MADIUN-Sejumlah mahasiswa universitas PGRI Madiun jurusan Tehnik Informatika menawarkan sejumlah software kepada Pemkot Madiun, sebagai salah satu wujud pengabdian pengisi mereka.

Kasie Layanan Aplikasi dan Tata Kelola Pemerintahan Elektronik, Noor Aflah mengatakan, kali ini pihaknya menerima kunjungan dari 18 orang mahasiswa Unipma yang terbagi menjadi sembilan kelompok. Mereka mengajukan sejumlah aplikasi perangkat lunak buatan sendiri.

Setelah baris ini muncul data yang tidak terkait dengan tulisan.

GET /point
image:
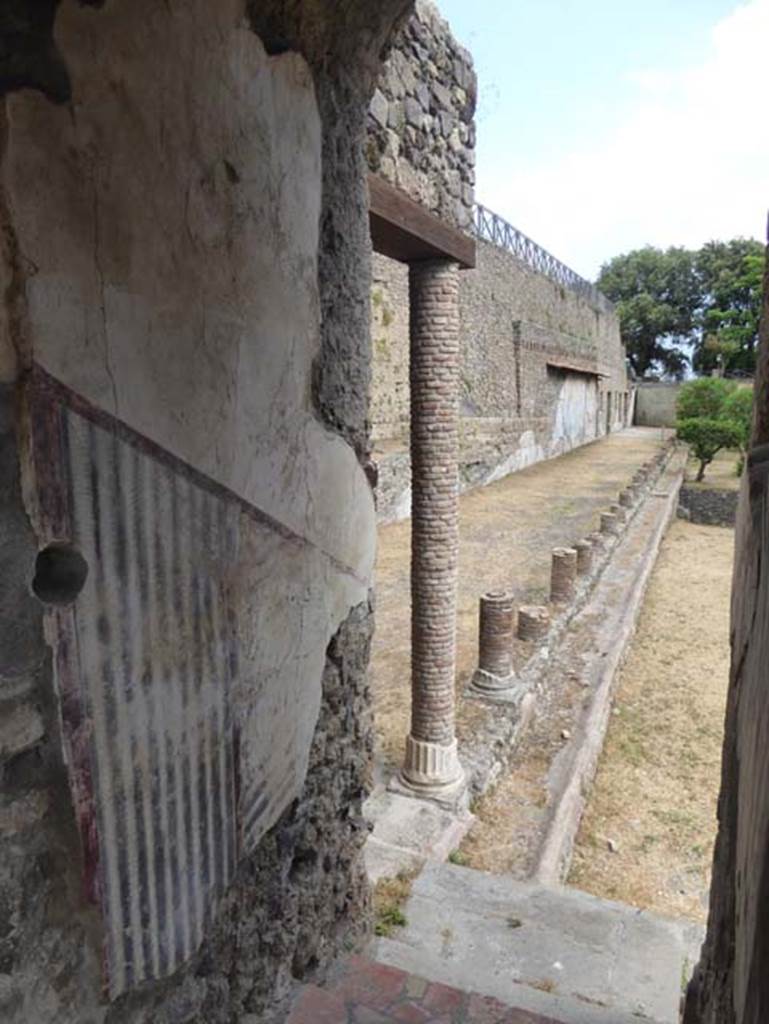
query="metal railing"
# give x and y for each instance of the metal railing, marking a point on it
(490, 227)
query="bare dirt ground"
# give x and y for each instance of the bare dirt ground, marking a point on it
(507, 532)
(654, 797)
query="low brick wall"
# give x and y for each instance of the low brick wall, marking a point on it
(713, 508)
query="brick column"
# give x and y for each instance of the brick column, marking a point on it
(431, 766)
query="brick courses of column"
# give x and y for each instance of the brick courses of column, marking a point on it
(533, 623)
(620, 512)
(609, 523)
(562, 576)
(496, 630)
(431, 761)
(584, 550)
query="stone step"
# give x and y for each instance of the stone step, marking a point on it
(364, 991)
(555, 951)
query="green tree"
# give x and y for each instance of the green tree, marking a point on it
(657, 297)
(706, 397)
(730, 276)
(738, 410)
(706, 437)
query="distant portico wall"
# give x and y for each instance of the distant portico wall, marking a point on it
(655, 403)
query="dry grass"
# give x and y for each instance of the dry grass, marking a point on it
(657, 780)
(507, 531)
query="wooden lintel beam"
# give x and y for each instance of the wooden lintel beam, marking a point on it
(407, 231)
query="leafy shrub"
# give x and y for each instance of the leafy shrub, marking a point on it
(707, 436)
(738, 409)
(703, 397)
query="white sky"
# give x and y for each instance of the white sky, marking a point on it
(687, 159)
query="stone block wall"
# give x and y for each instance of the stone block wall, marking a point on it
(713, 507)
(542, 371)
(421, 129)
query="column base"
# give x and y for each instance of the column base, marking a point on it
(432, 771)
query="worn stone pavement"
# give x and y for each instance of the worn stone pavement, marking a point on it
(507, 532)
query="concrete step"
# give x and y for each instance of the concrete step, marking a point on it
(555, 951)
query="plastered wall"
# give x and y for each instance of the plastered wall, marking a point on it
(183, 723)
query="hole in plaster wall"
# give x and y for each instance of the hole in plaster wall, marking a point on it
(60, 572)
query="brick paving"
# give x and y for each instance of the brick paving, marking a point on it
(366, 992)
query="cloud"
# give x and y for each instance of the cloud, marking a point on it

“Jadi mereka saat ini masih mempresentasikan software buatan sendiri. Software tersebut berisikan sejumlah aplikasi yang bisa digunakan untuk dinas,” ujarnya saat menenerima kunjungan para mahasiswa tersebut.

Baca juga:   Siswa TK Belajar Mengenal Pemadam Kebakaran

Diantara software yang diajukan oleh mahasiswa tersebut adalah software tentang pengisian lowongan kerja yang mencakup pengurusan kartu kuning. Software pengurusan ijin keramaian dan maskih ada sejumlah software lainnya.

“Saya memilih membuat software pencarian kartu kuning, karena saat ini banyak orang yang harus berulang kali ke dinas (Disnaker) hanya untuk mencari kartu kuning. Nah dengan adanya software ini bisa mengurangi bolak baliknya mereka,” kata salah satu mahasiswa, Malik Ibrahim.